Neurons grown in the laboratory

By Hannah Simmons, BSc

Neurons grown in the laboratory provide a new and highly effective tool for the analysis of central nervous system (CNS) disorders.

Photo credit: bettervector / Shutterstock

Animal models (such as rodents) often give results that are not comparable to humans and thus limit the utility of their applications in research. However, these cells are of human origin, hence the development of these neurons grown in laboratory in vitro studies that are more accurate and specific to the human disease.

What are the induced pluripotent stem cells?

] Induced pluripotent stem cells (CIPEs) are a new but important research area, first developed by Shinya Yamanaka, who received a Nobel Prize for his contribution in 2012. These are somatic cells reprogrammed for return to an embryonic state. that they can be differentiated into any type of adult cell.

This area of ​​research is very exciting because these cells could be used to treat many chronic diseases without the ethical concerns of other stem cell treatments. For example, they could be used to develop heart cells to replace those lost in heart disease.

To generate these stem cells, four transcription factors are introduced into fibroblast cells, called Oct3 / 4, Sox2. Klf4 and C-Myc. This brings the differentiated adult cell back to an undifferentiated embryonic state, similar in morphology, proliferation, antigens, epigenetic status of pluripotent cell-specific genes and telomerase activity to ESC

These iPSCs are therefore very similar to embryonic stem cells. (CES), and have shown that they can be induced to develop into muscle, neuronal, epithelial and cardiac cells.

The formation of neurons by the differentiation of iPSCs

Recent studies have developed neuronal cells grown in the laboratory. Induced pluripotent stem cells, which contain more than 99% of the genes found in a normal fetal neuron. This is an important and very important breakthrough that allows researchers to test experimental drugs on neurons prior to clinical trials and to identify the causes of nervous system disorders.
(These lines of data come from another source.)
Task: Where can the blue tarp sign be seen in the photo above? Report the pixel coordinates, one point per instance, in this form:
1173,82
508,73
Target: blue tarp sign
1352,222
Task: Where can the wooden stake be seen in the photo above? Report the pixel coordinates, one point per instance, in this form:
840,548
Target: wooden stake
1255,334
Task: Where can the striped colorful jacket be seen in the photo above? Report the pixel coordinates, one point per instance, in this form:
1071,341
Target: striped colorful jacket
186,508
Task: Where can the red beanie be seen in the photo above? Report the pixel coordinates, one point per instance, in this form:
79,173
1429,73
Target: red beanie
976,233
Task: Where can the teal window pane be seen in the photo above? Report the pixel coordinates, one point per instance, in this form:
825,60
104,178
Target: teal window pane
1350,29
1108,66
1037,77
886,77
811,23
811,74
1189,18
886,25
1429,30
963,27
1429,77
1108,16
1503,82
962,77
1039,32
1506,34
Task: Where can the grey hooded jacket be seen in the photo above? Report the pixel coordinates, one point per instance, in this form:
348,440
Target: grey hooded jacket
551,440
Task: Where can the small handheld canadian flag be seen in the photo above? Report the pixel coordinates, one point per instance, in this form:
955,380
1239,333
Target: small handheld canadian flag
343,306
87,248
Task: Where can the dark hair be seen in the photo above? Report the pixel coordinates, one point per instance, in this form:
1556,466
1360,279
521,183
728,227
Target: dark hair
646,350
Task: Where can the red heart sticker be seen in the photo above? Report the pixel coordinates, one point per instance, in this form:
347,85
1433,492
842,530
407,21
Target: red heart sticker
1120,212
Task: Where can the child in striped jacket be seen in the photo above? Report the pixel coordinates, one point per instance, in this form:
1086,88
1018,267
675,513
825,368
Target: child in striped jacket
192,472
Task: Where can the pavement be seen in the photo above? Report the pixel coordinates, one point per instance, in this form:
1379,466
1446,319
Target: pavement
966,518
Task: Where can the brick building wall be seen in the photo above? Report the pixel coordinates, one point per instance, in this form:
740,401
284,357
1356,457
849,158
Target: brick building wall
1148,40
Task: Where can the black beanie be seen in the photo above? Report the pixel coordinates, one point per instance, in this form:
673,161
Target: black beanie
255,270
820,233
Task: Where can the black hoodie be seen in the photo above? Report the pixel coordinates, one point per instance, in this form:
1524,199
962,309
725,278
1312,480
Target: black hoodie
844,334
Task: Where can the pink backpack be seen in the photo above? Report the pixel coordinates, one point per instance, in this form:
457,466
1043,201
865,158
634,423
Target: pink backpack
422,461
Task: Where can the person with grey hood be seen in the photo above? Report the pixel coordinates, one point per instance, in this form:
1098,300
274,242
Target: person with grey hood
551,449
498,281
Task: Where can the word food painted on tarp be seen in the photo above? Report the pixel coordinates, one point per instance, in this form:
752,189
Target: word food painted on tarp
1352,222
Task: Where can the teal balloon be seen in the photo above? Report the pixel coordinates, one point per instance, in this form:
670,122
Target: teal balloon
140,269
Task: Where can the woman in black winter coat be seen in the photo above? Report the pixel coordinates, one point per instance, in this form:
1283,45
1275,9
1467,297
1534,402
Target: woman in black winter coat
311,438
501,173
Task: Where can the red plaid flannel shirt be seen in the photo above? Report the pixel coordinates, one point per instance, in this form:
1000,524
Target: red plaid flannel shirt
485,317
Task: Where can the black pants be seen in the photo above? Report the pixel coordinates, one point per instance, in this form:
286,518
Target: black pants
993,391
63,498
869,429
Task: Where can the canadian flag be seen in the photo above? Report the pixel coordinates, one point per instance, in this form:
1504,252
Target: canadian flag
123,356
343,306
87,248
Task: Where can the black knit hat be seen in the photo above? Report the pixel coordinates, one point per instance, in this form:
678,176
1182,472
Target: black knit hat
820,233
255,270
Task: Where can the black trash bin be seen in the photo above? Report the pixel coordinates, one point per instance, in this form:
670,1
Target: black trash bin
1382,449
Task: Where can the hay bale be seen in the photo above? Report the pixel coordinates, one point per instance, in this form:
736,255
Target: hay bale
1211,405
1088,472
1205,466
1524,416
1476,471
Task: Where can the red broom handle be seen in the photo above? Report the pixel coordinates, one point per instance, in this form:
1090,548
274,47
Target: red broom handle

How to differentiate iSPC into neurons

Neuronal differentiation, including embryoid body formation and stromal infant co-culture. Overall, a perfect method has not yet been identified and these methods are still under development.

Embryoid Body Formation

Cultivated without the presence of stem cell growth factors, stem cells grow intermediate called an embryoid body. This intermediate can then be induced to form specific cell types under highly specific conditions.

Co-culture of stromal feeder

Co-culture of feeder stromal is a common method used to differentiate stem cells into neurons. In this method, the stem cells are directed to a specific differentiation by their "niche", which includes interactions with neighboring cells, the extracellular matrix, interactions between cells and other presence molecules, such as the factors growth and cytokines. Through the application of co-culture, cells are endowed with the physical, molecular and structural properties of a neuronal niche that leads to neuronal differentiation.

Laboratory-grown neurons today

A plethora of studies in several fields of research currently apply laboratory neurons to their research methods. For example, a recent study has generated motor neurons from an individual with spinal muscular atrophy.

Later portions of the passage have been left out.